Ensco Rowan plc (“EnscoRowan” or the “Company”) announced today that it has received the consents necessary to effect the Proposed Amendments to each of the indentures (the “Indentures”) governing the following outstanding senior notes (together, the “Notes”) listed in the table below, issued by the Rowan Companies, Inc. (the “Issuer”) and guaranteed by Rowan Companies plc. All capitalized terms not defined herein shall have the respective meaning given to them in the Consent Solicitation Statement, dated June 3, 2019 (the “Consent Solicitation Statement”).
|Title of Security||CUSIP No.||Outstanding Principal Amount|
|4.875% Senior Notes due 2022||779382 AP5||$620,824,000|
|4.75% Senior Notes due 2024||779382 AR1||$398,117,000|
|7.375% Senior Notes due 2025||779382 AU4||$500,000,000|
|5.4% Senior Notes due 2042||779382 AQ3||$400,000,000|
|5.85% Senior Notes due 2044||779382 AS9||$400,000,000|
The Consent Solicitation expired at 5:00 p.m., New York City time, on June 7, 2019 (the “Expiration Date”).
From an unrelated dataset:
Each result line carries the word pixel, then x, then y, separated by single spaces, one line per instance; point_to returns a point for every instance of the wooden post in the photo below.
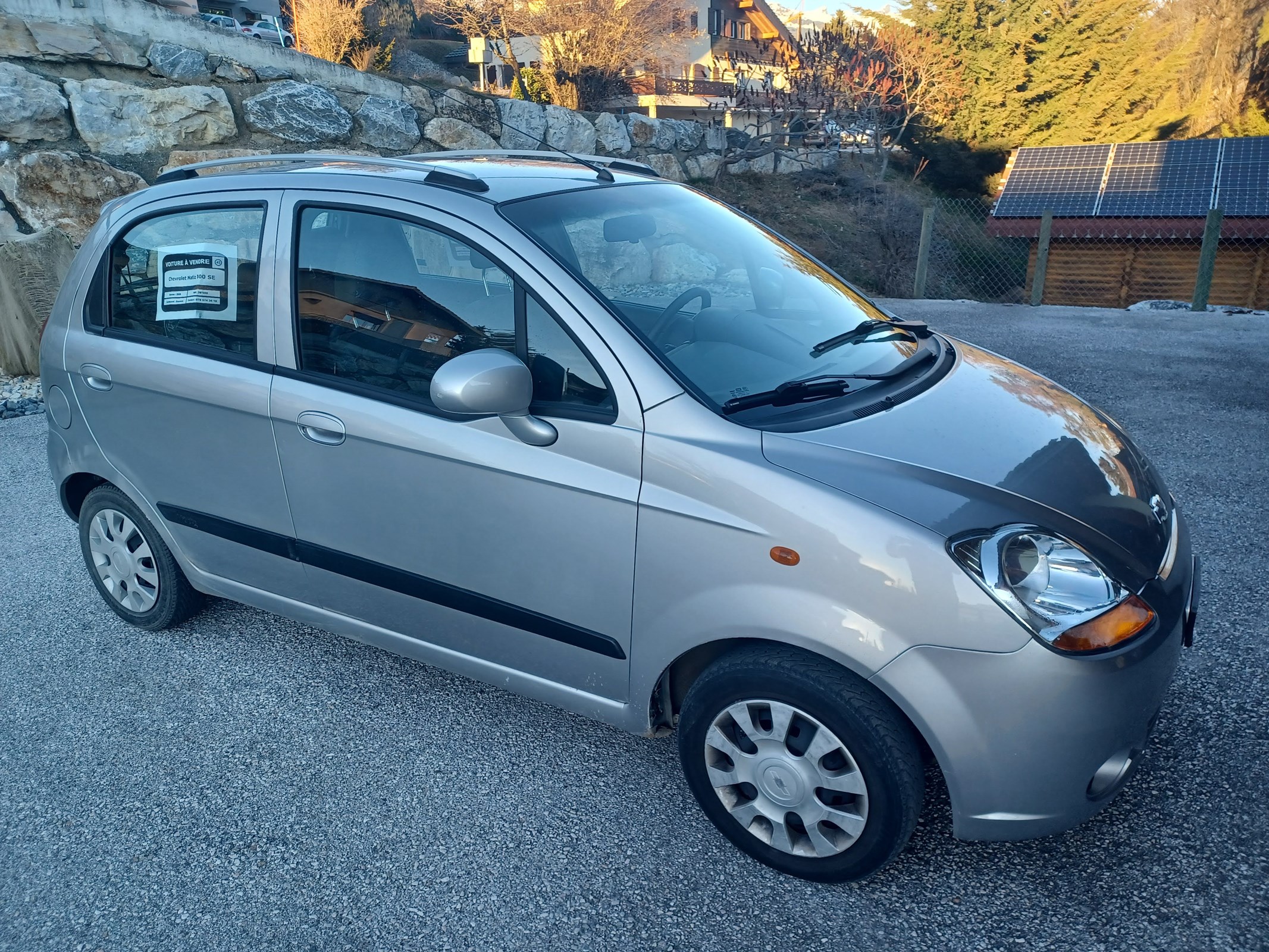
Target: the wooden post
pixel 1046 233
pixel 1207 261
pixel 923 253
As of the Expiration Date, the Company had received the consent of holders of at least a majority in aggregate principal amount outstanding of each series of Notes. These consents may not be revoked.
Pursuant to the terms and subject to the conditions set forth in the Consent Solicitation Statement, the Issuer will pay a consent fee of $2.50 per $1,000 in principal amount of Notes (the “Consent Fee”) to any holder who validly delivered a duly executed consent prior to the Expiration Date that was not validly revoked. The Issuer expects to pay the Consent Fee on or about June 11, 2019.
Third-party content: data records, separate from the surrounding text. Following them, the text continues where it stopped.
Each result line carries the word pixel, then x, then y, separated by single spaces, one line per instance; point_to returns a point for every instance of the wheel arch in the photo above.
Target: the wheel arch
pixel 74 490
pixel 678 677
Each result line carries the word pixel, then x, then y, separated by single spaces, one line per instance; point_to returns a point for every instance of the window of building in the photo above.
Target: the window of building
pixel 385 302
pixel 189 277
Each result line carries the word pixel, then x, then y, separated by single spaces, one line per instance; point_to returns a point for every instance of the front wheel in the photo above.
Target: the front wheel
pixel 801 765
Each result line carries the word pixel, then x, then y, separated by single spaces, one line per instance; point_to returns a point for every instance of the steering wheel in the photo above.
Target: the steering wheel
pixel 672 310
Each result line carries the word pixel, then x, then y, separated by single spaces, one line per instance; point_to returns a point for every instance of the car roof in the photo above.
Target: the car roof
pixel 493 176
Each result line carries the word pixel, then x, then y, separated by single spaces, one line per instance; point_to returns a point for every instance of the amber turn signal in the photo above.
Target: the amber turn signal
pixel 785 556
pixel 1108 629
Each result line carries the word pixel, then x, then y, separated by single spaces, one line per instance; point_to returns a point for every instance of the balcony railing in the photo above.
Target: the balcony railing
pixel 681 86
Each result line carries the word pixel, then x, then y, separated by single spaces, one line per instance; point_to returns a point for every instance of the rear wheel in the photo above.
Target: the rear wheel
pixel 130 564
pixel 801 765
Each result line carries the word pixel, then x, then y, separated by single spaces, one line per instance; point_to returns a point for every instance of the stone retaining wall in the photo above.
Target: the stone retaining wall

The Issuer has executed a supplemental indenture to the Indentures governing the Notes to give effect to the Proposed Amendments, which became effective immediately upon execution of the supplemental indenture. The supplemental indenture binds all holders of the Issuer’s Notes, including those that did not give their consent, but holders who did not deliver consents prior to the Expiration Date (or delivered consents but validly revoked them) will not receive the Consent Fee. The Proposed Amendments will not become operative with respect to the applicable series of Notes until (i) payment of the applicable Consent Fee with respect to each Note of such series of Notes for which a Consent Fee is payable, (ii) with respect to the Conforming Amendments only, the Internal Reorganization is consummated or the Company otherwise becomes an obligor under such series of Notes and the applicable Indenture and (iii) with respect to the CoC Amendment only, immediately prior to the consummation of the Internal Reorganization.
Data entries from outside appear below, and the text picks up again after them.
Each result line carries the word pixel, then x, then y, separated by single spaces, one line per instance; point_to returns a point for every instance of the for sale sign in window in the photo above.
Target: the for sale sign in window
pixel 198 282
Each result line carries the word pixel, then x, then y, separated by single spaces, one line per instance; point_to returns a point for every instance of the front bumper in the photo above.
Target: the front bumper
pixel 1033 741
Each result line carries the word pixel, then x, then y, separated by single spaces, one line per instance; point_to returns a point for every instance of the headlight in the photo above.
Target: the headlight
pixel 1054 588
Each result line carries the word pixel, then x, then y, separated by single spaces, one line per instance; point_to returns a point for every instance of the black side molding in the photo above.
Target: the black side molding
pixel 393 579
EnscoRowan has engaged BofA Merrill Lynch, Citigroup and Deutsche Bank Securities to act as solicitation agents and Barclays, BNP Paribas Securities Corp., DNB Markets, Goldman Sachs & Co. LLC, HSBC and Morgan Stanley to act as co-solicitation agents and Global Bondholder Services Corporation to act as the information and tabulation agent in connection with the Consent Solicitation.